Tiffany Muller, president of End Citizens United, released the following statement after the House of Representatives voted to advance the GOP tax bill
“Representative Ryan’s decision to support this tax bill is nothing more than a quid pro quo for his biggest mega-donors. Ryan has taken almost $4,300,000 from Wall Street and benefitted from over $134,000 in spending from special interests pushing for tax reform, so when it was time to support this bill, Ryan knew exactly what he had to do. This bill would increase taxes on more than half of all Americans by 2027, with the majority of the benefits going to the top one percent. It’s a giveaway to the special interests on the backs of the middle-class families Ryan was elected to represent. Ryan has failed Wisconsin and ECU will hold him accountable this November.”

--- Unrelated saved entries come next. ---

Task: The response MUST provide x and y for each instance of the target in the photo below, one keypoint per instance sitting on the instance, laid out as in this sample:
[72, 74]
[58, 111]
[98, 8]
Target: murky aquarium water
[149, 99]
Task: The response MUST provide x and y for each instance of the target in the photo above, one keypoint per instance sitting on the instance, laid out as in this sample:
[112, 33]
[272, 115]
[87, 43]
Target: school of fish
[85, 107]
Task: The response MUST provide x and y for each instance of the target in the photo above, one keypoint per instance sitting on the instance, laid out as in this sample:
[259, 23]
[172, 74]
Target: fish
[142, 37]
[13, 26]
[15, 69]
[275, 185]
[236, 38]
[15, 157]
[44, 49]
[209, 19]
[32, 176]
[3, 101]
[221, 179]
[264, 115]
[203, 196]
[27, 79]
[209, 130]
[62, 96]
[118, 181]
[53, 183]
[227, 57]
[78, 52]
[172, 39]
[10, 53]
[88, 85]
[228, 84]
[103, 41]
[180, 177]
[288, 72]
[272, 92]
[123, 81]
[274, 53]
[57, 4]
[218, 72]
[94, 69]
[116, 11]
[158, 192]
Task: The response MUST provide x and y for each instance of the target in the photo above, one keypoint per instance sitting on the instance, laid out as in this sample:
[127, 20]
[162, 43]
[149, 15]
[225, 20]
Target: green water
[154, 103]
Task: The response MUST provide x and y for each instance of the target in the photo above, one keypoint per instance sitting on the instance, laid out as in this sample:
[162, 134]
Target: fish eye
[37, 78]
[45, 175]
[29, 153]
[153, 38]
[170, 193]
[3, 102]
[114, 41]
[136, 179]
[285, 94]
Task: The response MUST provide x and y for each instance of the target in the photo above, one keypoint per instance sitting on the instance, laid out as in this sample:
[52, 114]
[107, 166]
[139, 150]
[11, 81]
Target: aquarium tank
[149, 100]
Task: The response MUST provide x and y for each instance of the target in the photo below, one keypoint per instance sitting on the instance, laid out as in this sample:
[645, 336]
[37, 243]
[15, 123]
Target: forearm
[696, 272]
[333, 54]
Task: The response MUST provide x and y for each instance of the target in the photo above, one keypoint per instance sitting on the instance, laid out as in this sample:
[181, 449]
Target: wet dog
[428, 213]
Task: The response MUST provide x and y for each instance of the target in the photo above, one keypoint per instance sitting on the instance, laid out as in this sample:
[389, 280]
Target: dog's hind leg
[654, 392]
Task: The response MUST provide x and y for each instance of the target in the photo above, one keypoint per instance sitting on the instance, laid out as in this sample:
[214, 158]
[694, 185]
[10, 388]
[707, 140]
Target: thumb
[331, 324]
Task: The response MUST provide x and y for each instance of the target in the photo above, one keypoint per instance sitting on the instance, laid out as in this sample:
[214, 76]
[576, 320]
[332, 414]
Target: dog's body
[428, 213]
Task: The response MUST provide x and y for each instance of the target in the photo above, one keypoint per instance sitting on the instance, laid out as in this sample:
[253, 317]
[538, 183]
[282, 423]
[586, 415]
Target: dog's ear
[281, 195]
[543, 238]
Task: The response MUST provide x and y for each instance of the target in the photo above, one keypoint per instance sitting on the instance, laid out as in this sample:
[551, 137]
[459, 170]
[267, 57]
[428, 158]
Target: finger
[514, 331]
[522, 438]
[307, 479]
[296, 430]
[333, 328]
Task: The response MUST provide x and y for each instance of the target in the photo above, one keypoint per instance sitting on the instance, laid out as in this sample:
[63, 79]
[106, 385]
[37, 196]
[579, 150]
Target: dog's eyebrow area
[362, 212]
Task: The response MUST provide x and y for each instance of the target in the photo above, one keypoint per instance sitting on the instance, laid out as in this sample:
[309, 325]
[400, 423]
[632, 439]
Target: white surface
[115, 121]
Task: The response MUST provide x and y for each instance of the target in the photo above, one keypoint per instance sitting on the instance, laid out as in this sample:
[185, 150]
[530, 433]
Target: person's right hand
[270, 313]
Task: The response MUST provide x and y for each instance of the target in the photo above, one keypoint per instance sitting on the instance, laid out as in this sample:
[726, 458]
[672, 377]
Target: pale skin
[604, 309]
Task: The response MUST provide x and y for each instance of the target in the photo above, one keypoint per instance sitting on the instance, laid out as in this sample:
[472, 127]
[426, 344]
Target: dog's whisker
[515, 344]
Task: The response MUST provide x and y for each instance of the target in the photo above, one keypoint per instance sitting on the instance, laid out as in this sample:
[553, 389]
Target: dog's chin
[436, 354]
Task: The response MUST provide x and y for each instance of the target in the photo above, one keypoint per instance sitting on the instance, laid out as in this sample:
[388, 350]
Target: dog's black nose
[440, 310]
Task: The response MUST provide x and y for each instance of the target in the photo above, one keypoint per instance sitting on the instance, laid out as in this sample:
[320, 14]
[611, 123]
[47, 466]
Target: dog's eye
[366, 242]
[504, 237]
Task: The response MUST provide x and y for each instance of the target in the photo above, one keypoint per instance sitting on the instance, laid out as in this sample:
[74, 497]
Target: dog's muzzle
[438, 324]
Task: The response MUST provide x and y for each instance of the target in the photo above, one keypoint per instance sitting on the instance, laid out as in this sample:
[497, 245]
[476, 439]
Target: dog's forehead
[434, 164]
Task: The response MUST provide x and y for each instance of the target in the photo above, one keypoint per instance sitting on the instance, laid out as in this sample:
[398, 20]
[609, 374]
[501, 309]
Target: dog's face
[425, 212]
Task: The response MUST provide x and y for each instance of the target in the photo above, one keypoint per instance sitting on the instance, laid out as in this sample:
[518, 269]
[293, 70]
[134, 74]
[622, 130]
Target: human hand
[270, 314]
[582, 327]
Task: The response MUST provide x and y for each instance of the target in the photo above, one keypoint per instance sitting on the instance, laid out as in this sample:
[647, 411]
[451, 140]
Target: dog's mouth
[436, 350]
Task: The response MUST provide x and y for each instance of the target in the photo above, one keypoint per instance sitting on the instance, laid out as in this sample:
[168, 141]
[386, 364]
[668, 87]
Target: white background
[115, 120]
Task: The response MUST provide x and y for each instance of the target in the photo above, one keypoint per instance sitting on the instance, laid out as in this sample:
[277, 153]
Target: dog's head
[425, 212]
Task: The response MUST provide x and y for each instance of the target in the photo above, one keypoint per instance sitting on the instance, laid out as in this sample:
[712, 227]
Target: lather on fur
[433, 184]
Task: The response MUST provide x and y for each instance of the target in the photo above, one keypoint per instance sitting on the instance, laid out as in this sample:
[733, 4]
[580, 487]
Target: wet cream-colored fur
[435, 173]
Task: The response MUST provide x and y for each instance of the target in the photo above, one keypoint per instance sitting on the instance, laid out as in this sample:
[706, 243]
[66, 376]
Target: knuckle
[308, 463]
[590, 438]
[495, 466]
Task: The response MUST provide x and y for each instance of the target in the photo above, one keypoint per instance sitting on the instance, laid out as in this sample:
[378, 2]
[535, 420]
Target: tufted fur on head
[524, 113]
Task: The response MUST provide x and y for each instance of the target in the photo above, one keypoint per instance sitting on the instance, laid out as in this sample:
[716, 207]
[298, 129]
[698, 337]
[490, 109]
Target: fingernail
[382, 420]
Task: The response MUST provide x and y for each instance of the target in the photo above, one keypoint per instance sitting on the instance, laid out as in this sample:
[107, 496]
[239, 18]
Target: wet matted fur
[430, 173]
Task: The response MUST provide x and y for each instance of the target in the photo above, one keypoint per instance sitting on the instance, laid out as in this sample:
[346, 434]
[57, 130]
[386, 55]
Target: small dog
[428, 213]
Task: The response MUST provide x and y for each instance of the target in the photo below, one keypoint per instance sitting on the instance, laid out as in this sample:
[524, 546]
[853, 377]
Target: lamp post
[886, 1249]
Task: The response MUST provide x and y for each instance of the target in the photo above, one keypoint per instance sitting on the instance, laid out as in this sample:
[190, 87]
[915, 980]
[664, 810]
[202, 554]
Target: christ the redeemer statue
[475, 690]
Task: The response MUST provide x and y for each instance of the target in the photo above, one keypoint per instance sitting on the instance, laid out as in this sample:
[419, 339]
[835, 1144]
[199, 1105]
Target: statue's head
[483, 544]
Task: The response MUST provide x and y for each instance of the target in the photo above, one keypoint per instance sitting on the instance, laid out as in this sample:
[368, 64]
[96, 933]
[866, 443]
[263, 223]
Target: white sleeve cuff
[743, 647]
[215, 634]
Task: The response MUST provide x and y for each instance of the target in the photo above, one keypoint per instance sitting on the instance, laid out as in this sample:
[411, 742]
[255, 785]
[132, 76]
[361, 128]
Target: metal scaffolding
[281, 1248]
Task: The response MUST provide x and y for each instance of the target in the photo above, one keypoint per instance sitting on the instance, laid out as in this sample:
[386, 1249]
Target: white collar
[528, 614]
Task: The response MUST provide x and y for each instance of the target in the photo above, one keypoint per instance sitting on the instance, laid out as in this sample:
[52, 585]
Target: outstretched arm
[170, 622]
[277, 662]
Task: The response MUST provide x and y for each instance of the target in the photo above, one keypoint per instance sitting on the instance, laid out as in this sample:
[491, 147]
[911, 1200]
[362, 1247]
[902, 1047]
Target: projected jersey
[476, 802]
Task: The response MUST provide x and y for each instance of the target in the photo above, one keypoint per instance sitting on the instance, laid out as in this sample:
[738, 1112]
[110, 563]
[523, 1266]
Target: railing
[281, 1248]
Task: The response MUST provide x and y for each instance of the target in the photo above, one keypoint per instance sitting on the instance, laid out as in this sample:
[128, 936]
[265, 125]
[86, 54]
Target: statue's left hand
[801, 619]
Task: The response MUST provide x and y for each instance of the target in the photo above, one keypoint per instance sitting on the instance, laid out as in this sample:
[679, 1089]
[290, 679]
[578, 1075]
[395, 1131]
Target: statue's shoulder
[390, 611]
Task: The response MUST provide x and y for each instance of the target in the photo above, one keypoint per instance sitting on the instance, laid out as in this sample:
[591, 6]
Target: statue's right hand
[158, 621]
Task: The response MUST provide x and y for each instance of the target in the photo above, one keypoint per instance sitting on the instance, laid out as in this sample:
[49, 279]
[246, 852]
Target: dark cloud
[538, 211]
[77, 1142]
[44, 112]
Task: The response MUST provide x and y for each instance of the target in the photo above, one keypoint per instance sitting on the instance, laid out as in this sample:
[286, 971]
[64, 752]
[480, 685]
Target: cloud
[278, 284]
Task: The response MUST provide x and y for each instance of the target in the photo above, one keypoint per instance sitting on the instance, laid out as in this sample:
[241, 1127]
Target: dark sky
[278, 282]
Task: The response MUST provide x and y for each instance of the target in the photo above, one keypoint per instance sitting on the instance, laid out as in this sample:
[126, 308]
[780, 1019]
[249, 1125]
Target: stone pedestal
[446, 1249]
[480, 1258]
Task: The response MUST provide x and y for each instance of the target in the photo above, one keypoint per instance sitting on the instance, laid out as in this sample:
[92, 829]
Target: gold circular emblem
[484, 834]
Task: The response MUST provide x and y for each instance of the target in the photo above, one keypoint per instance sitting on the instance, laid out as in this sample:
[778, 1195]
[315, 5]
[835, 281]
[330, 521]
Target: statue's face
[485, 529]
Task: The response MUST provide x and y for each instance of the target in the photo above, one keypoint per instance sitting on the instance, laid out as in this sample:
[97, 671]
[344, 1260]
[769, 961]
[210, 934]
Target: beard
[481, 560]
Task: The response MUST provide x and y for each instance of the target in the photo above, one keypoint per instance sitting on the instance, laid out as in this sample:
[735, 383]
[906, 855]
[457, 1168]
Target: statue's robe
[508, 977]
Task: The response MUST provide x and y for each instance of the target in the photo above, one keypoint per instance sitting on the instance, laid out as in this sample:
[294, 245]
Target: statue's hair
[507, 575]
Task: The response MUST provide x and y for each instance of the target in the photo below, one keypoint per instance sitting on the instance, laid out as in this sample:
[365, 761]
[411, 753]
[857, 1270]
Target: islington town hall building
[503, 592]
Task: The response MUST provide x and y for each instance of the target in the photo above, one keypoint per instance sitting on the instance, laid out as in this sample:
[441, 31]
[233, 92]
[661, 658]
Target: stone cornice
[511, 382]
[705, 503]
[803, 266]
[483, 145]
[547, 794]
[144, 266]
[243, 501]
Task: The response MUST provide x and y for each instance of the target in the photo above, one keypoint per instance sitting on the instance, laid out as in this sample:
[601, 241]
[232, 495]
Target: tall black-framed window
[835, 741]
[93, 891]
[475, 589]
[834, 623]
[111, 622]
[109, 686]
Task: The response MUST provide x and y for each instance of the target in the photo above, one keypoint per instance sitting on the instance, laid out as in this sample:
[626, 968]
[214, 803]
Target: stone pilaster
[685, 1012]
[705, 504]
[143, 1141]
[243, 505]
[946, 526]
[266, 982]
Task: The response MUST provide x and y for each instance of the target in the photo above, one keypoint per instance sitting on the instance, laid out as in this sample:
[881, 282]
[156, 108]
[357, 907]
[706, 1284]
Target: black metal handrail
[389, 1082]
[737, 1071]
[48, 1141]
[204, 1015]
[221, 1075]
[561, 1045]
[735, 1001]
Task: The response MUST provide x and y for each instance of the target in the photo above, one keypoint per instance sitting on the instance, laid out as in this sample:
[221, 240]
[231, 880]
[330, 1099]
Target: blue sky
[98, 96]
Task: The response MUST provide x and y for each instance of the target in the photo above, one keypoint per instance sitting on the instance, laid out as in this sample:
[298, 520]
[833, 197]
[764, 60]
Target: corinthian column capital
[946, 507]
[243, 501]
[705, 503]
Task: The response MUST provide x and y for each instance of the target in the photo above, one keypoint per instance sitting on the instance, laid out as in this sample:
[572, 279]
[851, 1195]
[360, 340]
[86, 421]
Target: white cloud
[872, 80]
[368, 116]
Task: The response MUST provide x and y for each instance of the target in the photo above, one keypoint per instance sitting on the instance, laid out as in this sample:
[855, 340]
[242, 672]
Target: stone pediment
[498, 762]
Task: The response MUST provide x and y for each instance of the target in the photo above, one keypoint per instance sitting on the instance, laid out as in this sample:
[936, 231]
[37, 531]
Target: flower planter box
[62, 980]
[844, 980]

ECU has included Ryan on its list of top 20 targets in the 2018 midterm elections – known as the “Big Money 20” – an effort to unseat the worst of Washington’s rigged system. The fifteen House incumbents who voted for the bill benefited from $10.5 million in spending from special interest groups pushing for tax reform, and voted in favor of their mega-donors’ interests while voting against reform measures to unrig the system. ECU plans to raise and spend $35 million this cycle from grassroots, small-dollar donors to defeat these politicians and elect champions of reform.